Ed è proprio ciò che è successo ad un ragazzo che frequentava la pizzeria: «Gigino era un nostro socio. Quando è arrivato qui 7-8 anni fa era in condizioni disastrose: raccattava i mozziconi di sigaretta fuori ai bar e mendicava un caffè. Qui lo abbiamo preso in carico e gli abbiamo restituito un po’ di tranquillità, serenità, gli abbiamo diminuito sostanzialmente le sue dosi medicinali di psicofarmaci». Ma come è potuto accadere tutto ciò? Per effetto di una delibera dell’ASL di Caserta (n. 626 del 05/04/2024) che modificò un verbo all’interno delle linee guida all’interno della legge sui budget di salute del 2012. In particolare, sotto la voce della ‘Temporalità’, nell’art. risalente al 2012 si legge “Dopo i primi due anni i PTRI sostenuti con BdS […] possono uscire dal sistema […]”; mentre con l’ultima delibera il verbo è cambiato perentoriamente: “La durata complessiva del PTRI sostenuto dal Budget di Salute, relativo al singolo utente, non può essere superiore a 24 mesi”. E quindi cosa succede? «Nella stragrande maggioranza dei casi queste persone ritornano da quei centri in cui erano venuti: nei luoghi di semi-reclusione. Diventano persone recluse, senza identità, che non hanno nulla di quello che ci viene indicato con la legge Basaglia: una propria autonomia». Una vera e propria inversione di rotta delle procedure: «Di norma si passa dalle strutture private a strutture più leggere come la nostra: un percorso verso la normalizzazione. Qua invece si è invertita la cosa: dopo avergli fatto fare un bel percorso di riabilitazione, viene rimandato indietro esattamente dove era venuto».
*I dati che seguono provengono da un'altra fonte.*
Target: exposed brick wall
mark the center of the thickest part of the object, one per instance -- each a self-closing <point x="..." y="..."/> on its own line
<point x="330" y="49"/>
Nel caso specifico «Gigino è incappato proprio in questo. L’ASL ha detto sta con voi da troppo tempo. Noi ci siamo chiesti ‘Ma perché sta andando male?’. Sta andando bene ma si chiude perché la legge quella è. Il problema è che sono tanti Gigino, tante persone che dopo aver fatto un percorso vengono rimandati indeitro, come dei pacchi postali». E le prospettive per queste persone diventano tragiche: «Se prima aveva trovato un suo equilibrio, lo mandate in un altro posto e lo destabilizzate. Una persona che entra ed esce, improvvisamente si ritrova circondato da quattro mura senza poter uscire. Questa è reclusione, un ritorno al passato». A fare più male è il fatto che proprio da queste terre si era sperimentato un metodo differente: «Da tutto il mondo guardano alle esperienze fatte qui in Campania, a Caserta, nell’agroaversano. È qui che sono nate delle alternative vere, qua è stato inventato il sistema e qua lo stanno destrutturando».
Pasquale prova a darsi una spiegazione a tutto ciò: «Non si è capito se è stata una scelta politica, strategica o finanziaria. Quest’ultima non credo dato che vengono spesi e buttati soldi a carrettate nelle strutture accreditate. Evidentemente questo è un sistema che rende libere le persone e le strutture che le accolgono. Quindi mazzette, voti e tutto ciò che gira intorno alla sanità malata della nostra provincia vede un sistema che è malato in tante articolazioni, marcio. Ed evidentemente il nostro modo di agire non è compatibile con quel marciume».